Friday, August 8, 2008

Dads and discipline

Kids need to know that their parents are the authority figures in the home. They also need to know that they are loved. Usually, one parent is better at one of these and one parent is better at the other. In most homes, it is the dad who is the disciplinarian and the mom is the one who is better at the love, comfort and nurture. The ideal is for both parents to be equally good at both - that is, each parent should learn to be really good at both firmness and emotional nurture.

Dads generally need some help in 'dialing down' their anger with their kids. When I see my kids startle in response to my discipline of them (I have two boys), I realize that I have not done a good job of more seamlessly setting limits. When they escalate, I need to let them know that they are starting to travel out of bounds of my limits. So, I now try to raise my voice a little saying "Gentlemen!" This gets their attention first and foremost. I then remind them what they need to be doing. Most days this works. But, if they're more distracted than usual and I'm tired (usually a combination of the two) we move on to the next 'round.' At this point I say in a somewhat louder voice "Guys, you know that I am plenty capable of yelling. Let's get going." Almost always, they get with 'the program' and do what I am asking. When they don't startle, I realize that my escalation was not a surprise to them. I usually get something like "sorry - we're going up now (to brush teeth, get ready for bed, etc)."

Discipline works best in the context of a loving relationship with your kids. You'll never spoil them by telling them that you love them. And, you can't say those words too much. Physical affection is really important too. Don't hesitate to hug your kids - even your teenage boys (it won't turn them into sissies). Bed time routines are often an ideal time for this. So are good byes and hellos at the beginning and end of your work days. It makes your children more secure emotionally and they're more likely to respect you and follow your direction when it's time for discipline.

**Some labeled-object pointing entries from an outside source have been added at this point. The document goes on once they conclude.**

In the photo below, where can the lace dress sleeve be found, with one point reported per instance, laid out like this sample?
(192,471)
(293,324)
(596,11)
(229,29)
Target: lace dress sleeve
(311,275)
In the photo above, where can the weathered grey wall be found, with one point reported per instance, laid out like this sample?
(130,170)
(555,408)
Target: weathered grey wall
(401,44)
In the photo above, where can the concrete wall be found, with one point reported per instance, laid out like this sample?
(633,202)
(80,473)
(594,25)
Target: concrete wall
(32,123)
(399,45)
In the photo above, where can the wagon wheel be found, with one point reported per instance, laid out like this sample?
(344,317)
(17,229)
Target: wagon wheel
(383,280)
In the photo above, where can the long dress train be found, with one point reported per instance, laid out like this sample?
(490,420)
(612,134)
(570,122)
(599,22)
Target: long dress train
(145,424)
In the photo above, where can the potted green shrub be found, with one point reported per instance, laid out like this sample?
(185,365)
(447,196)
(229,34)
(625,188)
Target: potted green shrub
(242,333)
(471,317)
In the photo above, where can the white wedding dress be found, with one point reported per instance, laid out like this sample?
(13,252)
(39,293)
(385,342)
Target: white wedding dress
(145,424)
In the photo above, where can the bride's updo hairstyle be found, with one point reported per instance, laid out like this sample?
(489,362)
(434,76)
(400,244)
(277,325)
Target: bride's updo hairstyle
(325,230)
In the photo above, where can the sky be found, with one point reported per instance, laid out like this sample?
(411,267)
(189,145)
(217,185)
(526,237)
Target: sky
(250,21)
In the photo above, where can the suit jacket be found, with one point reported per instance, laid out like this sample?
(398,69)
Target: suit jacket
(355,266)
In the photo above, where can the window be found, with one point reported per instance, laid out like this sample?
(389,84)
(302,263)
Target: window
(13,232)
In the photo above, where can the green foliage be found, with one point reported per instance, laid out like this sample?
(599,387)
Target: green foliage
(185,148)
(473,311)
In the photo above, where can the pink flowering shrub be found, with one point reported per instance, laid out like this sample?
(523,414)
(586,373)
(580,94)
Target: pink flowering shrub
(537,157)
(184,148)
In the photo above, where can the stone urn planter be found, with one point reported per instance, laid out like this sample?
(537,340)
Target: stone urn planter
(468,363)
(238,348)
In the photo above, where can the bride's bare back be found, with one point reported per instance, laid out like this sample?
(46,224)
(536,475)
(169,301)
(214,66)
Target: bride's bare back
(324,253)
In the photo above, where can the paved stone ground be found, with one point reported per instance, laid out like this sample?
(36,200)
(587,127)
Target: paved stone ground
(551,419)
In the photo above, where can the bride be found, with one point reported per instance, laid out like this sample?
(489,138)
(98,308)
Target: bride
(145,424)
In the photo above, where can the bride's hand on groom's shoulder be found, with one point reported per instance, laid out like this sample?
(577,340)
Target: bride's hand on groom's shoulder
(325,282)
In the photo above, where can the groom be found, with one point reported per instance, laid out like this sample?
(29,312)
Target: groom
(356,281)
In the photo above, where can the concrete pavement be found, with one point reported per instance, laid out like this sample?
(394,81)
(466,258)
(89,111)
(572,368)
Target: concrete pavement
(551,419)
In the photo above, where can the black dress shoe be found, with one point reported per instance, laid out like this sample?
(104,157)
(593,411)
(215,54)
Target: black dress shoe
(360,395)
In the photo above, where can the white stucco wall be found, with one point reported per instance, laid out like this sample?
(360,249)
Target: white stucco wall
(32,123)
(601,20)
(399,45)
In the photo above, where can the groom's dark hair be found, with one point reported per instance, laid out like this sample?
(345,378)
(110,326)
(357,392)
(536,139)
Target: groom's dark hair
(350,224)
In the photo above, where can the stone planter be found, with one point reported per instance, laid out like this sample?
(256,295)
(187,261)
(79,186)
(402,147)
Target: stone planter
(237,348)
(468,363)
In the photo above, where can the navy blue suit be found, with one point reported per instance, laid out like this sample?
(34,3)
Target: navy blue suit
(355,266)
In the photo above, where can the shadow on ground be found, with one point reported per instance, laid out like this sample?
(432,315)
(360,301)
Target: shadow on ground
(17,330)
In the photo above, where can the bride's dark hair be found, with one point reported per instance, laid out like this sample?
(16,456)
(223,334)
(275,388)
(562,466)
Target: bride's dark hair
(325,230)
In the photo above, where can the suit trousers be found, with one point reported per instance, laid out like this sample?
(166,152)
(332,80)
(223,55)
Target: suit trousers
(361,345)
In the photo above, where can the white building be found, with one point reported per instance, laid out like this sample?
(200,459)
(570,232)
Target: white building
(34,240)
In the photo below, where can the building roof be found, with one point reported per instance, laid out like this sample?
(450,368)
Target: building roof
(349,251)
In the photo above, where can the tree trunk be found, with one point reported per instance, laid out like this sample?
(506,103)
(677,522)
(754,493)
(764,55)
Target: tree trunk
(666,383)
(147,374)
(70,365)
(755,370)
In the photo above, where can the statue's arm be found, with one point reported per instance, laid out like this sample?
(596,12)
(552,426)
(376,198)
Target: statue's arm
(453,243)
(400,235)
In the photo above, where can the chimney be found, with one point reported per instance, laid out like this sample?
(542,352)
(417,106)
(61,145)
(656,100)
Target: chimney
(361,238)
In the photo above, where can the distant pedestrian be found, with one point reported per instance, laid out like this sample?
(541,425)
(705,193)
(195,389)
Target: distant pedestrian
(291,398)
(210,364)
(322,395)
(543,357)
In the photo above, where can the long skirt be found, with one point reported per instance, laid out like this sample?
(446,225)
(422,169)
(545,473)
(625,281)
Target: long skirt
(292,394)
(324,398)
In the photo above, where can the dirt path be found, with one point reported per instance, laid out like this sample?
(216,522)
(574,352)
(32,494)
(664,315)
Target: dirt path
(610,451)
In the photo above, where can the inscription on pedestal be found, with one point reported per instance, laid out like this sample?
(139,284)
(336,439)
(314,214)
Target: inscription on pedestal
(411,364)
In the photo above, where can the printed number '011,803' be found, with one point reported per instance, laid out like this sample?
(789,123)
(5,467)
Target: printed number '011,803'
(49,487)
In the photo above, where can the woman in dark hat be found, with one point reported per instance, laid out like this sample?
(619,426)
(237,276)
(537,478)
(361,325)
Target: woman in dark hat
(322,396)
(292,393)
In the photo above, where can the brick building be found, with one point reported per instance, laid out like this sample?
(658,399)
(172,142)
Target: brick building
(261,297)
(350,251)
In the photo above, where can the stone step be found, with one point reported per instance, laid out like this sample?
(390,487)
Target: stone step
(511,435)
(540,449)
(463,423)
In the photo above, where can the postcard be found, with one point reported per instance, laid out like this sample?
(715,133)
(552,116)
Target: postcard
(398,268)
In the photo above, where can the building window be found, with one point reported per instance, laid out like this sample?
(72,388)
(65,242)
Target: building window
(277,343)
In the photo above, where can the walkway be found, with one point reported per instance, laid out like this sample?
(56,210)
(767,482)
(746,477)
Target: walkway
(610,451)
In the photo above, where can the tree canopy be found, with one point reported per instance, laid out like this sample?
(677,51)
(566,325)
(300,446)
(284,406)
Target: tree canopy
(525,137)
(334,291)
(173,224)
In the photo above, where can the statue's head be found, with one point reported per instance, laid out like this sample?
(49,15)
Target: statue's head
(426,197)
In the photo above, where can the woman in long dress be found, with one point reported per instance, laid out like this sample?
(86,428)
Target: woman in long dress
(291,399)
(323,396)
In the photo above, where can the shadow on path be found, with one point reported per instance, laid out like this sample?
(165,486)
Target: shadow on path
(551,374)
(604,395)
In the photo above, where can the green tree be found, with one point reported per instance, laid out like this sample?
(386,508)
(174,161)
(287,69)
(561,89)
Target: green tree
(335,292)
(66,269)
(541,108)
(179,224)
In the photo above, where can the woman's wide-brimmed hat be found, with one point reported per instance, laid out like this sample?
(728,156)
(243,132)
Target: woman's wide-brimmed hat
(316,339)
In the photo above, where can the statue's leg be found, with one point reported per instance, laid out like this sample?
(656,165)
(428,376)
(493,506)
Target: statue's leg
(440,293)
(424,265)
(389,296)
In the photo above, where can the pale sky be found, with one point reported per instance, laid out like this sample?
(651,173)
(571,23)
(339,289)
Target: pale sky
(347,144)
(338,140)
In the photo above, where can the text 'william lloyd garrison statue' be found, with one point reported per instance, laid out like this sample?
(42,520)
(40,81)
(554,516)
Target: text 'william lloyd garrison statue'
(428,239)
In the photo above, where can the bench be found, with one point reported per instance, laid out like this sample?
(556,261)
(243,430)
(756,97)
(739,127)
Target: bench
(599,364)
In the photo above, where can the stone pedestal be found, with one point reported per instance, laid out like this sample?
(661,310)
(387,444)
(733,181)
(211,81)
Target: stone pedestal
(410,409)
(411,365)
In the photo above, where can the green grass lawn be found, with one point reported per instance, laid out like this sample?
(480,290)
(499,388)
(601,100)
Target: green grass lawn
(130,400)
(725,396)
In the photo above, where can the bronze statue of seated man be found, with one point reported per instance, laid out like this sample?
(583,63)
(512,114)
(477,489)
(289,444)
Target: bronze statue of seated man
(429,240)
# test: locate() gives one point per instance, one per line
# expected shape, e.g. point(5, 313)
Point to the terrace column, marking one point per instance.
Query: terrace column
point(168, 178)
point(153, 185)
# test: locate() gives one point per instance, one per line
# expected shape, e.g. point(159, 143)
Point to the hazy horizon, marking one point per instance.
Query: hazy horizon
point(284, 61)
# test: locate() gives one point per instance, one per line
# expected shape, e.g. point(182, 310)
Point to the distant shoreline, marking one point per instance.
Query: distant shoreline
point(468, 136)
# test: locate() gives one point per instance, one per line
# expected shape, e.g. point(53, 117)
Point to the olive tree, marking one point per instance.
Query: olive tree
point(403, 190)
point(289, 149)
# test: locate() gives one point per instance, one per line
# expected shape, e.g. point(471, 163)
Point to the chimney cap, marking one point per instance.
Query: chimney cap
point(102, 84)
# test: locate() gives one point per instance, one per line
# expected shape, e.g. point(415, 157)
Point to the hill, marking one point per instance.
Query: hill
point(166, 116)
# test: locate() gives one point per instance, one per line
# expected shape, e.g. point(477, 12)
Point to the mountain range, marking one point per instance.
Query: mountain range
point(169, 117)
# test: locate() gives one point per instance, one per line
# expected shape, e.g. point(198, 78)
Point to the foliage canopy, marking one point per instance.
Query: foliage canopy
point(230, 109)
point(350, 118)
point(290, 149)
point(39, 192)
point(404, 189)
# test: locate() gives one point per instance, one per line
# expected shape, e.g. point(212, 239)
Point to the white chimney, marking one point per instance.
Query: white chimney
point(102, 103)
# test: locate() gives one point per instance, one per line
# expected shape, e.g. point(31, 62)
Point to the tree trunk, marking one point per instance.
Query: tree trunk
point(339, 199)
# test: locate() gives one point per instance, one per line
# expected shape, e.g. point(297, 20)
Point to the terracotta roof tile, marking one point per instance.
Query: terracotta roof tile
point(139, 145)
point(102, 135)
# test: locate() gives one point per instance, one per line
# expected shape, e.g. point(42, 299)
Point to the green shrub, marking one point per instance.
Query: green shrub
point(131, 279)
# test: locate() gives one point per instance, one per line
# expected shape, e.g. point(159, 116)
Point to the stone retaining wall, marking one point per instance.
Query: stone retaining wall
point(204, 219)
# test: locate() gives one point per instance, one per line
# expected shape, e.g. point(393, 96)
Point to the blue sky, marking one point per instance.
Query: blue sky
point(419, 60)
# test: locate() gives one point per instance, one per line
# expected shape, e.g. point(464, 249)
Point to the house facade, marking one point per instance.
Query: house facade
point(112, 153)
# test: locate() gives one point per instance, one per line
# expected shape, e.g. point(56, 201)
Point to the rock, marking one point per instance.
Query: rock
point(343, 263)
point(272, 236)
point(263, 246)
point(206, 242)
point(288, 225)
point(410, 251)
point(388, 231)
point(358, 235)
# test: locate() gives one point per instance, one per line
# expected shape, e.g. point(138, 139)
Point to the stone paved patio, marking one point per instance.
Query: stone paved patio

Studies on really well adjusted college kids have shown that a primary reason for their healthy adjustment is that their dads were present in their lives both physically and emotionally. A mother's presence is expected. And when a mother is absent, kids are really handicapped in the emotional adjustment department. But the presence of a dad physically and emotionally is the added variable that leads to a very well adjusted young adult.